One other thing that hasn't really been mentioned is that one could construe this as being immoral. You would be deliberately taking extra money from the government in order to abuse a program that would allow forgiveness (likely beyond its original intent) at the expense of the taxpayers, 99% of whom will make less money then you ever will. You would hardly be the first person to abuse US tax or government programs, but that doesn't make it right.
 
One other thing that hasn't really been mentioned is that one could construe this as being immoral. You would be deliberately taking extra money from the government in order to abuse a program that would allow forgiveness (likely beyond its original intent) at the expense of the taxpayers, 99% of whom will make less money then you ever will. You would hardly be the first person to abuse US tax or government programs, but that doesn't make it right.
WCI has talked about this on his last two episodes. It technically goes against the agreement signed when accepting the loans.
 
So it would be alright if I chose to live in luxury apartments (extra $600 vs what I pay) like most of my classmates, and lease a new car (our school budgets $7k for transportation) vs being frugal with these two expenses (and others) and saving the rest
You agree to use these funds for living and school.

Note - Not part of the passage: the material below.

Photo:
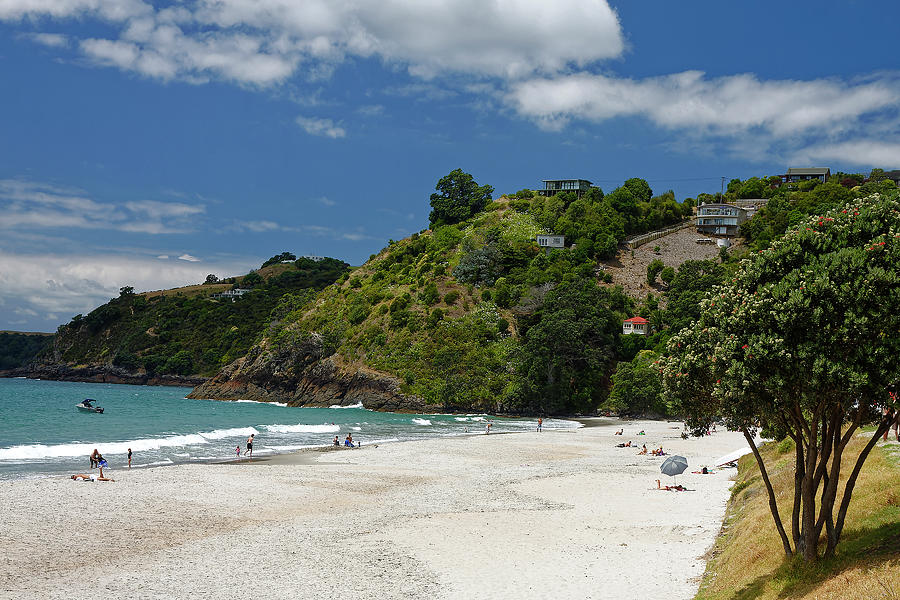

Will there be repercussions of not abiding from these rules? Unlikely. But you would be breaching a contract and making a questionable moral decision.
 
I didn’t qualify for any merit aid (less than 10% of our class got some) but did get one tiny need-based (~5% of tuition). Better than most I guess.

where’s the best place to find external scholarships? I did get some in undergrad but they seem non-existent for med school
@dartaniandoc and @WhatAreMyChancesFriends on the external scholarships question:

Most scholarships are going to come from your school, but sometimes you have to apply.
Also look over the websites of your state medical society and county medical societies. They will often sponsor scholarships for students already in med school, sometimes for minority students or students meeting other criteria like place of residence, community outreach, essay contest, etc.